Cláudia Branco, técnica do centro Qualifica de Ourém é uma das responsáveis pela solução encontrada para o regresso à escola de Maria e Paula

“Felicidade foi conseguir ler a placa com o nome da terra por onde passava diariamente”

Irmãs com mais de 40 anos voltaram à escola porque exigiram habilitações a uma delas. Não quiseram o nome no jornal mas é provável que essa vergonha desapareça em pouco tempo. As duas irmãs da Freixianda, Ourém, que voltaram à escola trinta anos depois de lá saírem sem saber quase nada, já devem conseguir ler esta reportagem. Menos sorte tem o rapaz de vinte anos que assina com uma impressão digital. O Centro Qualifica de Vila Franca de Xira só tem dez interessados em aprender a ler e a burocracia do Estado exige um mínimo de vinte e seis, para autorizar a formação de uma turma. Em Portugal há meio milhão de pessoas que não sabem ler ou escrever, 119 mil das quais em idade activa. A oferta para aprendizagem é quase inexistente.

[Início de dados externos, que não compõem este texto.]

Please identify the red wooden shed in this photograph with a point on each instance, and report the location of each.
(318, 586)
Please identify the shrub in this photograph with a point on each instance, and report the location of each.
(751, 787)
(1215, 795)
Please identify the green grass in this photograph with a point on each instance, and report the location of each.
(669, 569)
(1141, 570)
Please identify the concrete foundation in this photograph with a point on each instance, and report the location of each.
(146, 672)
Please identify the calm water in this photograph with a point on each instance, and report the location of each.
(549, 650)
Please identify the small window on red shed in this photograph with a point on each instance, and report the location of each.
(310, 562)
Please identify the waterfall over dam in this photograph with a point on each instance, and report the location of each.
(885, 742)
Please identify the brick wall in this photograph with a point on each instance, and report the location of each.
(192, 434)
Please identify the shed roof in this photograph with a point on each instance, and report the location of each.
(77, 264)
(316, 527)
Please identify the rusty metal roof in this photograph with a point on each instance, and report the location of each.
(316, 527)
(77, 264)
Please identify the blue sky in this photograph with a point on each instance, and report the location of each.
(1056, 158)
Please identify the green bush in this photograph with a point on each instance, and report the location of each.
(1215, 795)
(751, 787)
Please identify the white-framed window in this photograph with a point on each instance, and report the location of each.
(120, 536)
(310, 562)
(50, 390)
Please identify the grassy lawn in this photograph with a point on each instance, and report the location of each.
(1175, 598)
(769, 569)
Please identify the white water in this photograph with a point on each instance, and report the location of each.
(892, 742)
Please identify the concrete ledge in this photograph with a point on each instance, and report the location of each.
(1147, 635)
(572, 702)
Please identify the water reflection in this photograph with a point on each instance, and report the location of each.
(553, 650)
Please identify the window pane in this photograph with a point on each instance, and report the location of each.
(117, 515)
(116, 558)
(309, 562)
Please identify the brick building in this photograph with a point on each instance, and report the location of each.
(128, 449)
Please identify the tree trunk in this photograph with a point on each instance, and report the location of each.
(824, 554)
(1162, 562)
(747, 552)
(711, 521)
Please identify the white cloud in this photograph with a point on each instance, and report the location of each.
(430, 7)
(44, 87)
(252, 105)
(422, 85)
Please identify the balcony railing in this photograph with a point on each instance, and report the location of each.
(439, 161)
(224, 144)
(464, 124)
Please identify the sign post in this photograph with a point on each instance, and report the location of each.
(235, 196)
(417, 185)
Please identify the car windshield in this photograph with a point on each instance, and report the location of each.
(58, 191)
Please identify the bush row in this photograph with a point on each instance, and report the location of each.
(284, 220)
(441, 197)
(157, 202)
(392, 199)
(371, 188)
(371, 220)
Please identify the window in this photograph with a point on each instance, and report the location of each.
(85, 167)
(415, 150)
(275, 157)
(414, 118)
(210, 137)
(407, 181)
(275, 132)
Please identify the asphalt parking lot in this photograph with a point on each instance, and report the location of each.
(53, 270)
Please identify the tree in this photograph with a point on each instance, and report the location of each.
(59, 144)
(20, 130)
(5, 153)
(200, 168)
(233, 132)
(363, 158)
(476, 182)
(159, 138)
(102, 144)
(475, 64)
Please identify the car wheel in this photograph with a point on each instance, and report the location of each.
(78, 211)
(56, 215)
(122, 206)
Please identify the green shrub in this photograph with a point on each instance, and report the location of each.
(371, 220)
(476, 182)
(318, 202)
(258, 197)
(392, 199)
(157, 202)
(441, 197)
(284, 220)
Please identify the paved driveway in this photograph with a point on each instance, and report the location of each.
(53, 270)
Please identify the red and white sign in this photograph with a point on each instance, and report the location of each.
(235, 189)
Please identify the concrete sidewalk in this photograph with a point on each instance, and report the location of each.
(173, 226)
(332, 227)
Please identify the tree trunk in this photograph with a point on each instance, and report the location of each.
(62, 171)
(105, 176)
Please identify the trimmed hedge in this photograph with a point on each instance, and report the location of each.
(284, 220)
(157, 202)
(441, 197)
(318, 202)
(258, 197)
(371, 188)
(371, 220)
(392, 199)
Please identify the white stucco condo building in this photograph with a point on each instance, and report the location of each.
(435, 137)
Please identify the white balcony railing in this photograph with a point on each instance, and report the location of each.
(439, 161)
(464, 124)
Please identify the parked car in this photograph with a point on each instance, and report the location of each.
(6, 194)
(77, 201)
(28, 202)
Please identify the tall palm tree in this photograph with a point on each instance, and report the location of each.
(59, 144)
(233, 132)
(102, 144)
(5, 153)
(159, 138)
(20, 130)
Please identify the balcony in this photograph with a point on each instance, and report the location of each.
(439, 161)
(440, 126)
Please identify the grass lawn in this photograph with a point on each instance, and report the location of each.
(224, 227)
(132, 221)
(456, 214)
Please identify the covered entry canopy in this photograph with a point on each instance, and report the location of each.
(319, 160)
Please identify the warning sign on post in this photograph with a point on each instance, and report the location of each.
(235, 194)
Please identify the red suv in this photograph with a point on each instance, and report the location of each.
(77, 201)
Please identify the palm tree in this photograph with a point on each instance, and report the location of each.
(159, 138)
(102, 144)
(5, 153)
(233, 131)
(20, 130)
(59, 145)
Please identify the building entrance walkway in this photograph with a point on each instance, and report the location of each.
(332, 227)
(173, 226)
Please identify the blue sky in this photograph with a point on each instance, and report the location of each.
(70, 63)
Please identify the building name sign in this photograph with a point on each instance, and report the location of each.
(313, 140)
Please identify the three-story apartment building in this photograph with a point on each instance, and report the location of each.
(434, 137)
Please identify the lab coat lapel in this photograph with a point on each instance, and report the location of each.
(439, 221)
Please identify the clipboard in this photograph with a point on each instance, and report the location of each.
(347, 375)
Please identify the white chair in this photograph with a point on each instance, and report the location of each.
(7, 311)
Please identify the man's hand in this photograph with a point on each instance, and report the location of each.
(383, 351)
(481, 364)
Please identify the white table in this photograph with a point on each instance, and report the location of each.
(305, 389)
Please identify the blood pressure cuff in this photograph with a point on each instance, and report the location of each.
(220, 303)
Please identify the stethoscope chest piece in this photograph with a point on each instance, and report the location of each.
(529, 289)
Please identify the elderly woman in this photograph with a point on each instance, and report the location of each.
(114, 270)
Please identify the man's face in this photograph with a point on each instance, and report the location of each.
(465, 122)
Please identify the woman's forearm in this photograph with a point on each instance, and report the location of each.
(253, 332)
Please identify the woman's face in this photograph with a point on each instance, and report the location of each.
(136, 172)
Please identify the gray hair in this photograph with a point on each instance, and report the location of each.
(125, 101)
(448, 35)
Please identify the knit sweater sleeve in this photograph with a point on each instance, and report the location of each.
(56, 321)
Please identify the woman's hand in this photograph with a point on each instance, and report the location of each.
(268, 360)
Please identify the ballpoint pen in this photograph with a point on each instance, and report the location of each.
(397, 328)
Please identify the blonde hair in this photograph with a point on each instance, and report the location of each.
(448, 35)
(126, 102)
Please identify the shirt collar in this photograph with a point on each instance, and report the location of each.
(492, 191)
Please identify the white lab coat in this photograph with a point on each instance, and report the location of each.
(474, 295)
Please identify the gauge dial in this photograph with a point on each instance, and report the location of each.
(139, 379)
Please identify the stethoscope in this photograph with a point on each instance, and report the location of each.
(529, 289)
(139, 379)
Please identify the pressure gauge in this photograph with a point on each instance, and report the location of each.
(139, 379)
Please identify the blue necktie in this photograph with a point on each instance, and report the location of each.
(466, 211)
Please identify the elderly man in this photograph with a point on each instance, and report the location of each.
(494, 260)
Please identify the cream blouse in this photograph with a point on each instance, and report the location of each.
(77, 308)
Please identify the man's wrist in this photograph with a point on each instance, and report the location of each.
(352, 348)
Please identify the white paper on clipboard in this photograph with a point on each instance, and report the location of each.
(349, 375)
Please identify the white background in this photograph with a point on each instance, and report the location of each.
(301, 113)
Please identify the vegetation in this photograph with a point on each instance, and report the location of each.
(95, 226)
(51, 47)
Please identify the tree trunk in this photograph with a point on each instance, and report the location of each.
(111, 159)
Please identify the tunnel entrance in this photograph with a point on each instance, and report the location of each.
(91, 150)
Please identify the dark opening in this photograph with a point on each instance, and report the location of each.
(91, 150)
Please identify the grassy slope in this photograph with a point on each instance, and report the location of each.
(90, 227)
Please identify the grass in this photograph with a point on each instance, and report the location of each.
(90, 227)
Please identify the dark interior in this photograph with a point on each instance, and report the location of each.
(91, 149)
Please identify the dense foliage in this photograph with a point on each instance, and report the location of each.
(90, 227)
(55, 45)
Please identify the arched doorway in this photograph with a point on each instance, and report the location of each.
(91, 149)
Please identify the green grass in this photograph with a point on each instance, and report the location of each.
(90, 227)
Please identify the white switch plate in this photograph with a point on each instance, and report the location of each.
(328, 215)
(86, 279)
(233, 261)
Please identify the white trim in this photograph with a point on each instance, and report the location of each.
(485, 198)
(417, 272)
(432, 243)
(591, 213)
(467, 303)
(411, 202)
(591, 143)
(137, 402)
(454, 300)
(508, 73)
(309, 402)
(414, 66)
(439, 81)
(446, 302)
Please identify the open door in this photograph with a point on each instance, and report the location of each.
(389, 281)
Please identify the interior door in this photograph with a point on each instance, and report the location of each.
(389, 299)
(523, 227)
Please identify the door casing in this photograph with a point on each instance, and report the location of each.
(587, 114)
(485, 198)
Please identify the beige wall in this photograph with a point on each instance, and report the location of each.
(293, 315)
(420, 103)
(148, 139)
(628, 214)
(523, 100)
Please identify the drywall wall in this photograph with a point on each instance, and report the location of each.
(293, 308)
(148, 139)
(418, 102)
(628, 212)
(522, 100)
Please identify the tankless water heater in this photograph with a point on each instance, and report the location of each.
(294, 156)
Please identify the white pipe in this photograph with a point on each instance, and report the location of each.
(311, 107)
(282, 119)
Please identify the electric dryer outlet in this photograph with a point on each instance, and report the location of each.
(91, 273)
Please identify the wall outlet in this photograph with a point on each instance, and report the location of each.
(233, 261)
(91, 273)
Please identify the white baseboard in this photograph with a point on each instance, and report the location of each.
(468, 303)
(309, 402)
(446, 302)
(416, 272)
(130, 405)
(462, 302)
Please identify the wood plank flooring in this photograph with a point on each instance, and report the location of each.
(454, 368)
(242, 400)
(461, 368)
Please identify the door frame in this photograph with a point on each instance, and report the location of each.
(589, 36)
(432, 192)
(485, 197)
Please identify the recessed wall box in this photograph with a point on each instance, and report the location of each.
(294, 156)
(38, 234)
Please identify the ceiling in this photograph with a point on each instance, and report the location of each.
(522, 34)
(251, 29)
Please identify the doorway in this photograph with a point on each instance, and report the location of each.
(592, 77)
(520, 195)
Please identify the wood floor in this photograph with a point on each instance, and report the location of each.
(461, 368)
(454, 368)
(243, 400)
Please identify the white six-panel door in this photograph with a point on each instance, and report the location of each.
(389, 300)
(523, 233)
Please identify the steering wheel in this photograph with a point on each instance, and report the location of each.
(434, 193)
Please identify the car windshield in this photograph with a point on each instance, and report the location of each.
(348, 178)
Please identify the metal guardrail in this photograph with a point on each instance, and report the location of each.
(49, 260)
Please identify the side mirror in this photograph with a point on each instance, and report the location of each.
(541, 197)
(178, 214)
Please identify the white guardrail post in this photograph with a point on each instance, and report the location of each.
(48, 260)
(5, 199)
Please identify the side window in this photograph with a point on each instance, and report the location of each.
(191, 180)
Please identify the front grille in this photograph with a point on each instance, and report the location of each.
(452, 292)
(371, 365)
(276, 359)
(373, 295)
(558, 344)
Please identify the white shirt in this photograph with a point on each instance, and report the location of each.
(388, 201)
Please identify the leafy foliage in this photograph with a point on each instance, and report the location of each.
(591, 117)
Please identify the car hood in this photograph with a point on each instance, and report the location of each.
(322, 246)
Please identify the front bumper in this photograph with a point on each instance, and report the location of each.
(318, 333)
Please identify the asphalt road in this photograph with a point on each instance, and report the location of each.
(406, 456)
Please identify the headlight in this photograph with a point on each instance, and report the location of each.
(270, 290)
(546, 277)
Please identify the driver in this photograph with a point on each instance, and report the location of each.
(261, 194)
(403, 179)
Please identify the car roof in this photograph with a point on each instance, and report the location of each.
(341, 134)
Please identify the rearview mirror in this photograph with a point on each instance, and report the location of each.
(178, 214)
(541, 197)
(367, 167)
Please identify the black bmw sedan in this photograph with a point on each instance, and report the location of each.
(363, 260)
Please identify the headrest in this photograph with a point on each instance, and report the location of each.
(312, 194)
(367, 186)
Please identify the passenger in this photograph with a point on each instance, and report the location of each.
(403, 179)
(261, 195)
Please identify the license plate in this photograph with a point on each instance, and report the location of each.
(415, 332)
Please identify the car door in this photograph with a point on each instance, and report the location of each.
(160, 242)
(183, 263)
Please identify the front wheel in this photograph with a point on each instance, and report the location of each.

Depois de andarem na escola até aos 14 anos sem aprender mais do que o a,e,i,o,u, as irmãs Maria e Paula (nomes fictícios), convenceram-se que não tinham cabeça para estudar. Hoje, com 47 e 44 anos, respectivamente, voltaram à escola e este ano lectivo vão para o 3º ano. As duas têm frequentado as aulas na Escola EB 2,3 da Freixianda, concelho de Ourém.
Maria é casada e tem uma filha de 21 anos. Sempre que a filha precisava de ajuda para os estudos pedia-lhe que fosse ter com o pai. Paula é solteira e não tem filhos, voltou à escola por insistência da irmã. Recordando o passado, as duas concluem que talvez o problema do seu fracasso escolar fosse a professora. “Inclinava-se para os que sabiam mais e não puxou por nós”, diz Maria, falando também em nome da irmã mais nova.
Durante toda a vida, quando era preciso assinar algum documento, tinham que ter confiança na pessoa que o lia e usavam o nome que, a custo, tinham aprendido a desenhar. Com os números dizem não ter tanta dificuldade.
Têm aulas às segundas e terças-feiras e já lêem bem palavras simples. Nas mais complexas ainda sentem dificuldades. Maria lembra que a primeira palavra que conseguiu ler foi Camarões, nome de uma pequena localidade da freguesia de Freixianda. “Passava pela placa e não ligava, até ao dia em que olhei para ela e a consegui ler. Foi uma felicidade”, conta.
A primeira palavra que Paula se recorda de ter conseguido ler foi Rui. Um contacto de trabalho a quem teve que telefonar e conseguiu identificar o nome na agenda.
Maria, a mais velha, trabalha numa serração local. Paula também lá trabalhou mas um problema na coluna levou-a a reformar-se por invalidez há cerca de três anos. Dizem que, em casa, dedicam no máximo uma hora por semana aos estudos. Paula não tem grande motivação e Maria confessa que depois de um dia de trabalho só lhe apetece descansar. Nem liga a televisão, para não adormecer no sofá, preferindo ouvir rádio.
Ao fim-de-semana, quando tem mais tempo, gosta de ver um filme e fica contente por já conseguir ler algumas palavras nas legendas, mas admite que ainda perde muita coisa. “O meu marido chama-me burra. Sei que não o diz por maldade, mas mesmo assim custa ouvir”, lamenta.
Livre da obrigação do trabalho, Paula gosta de ler romances, mas o esforço da leitura cansa-a e a maior parte das vezes opta pela satisfação imediata das novelas na televisão.
A mãe dizia que não aprendiam porque não queriam, porque nunca lhes faltou com nada. No total eram nove irmãos. Dois rapazes e sete raparigas. Apenas quatro concluíram a antiga 4ª classe.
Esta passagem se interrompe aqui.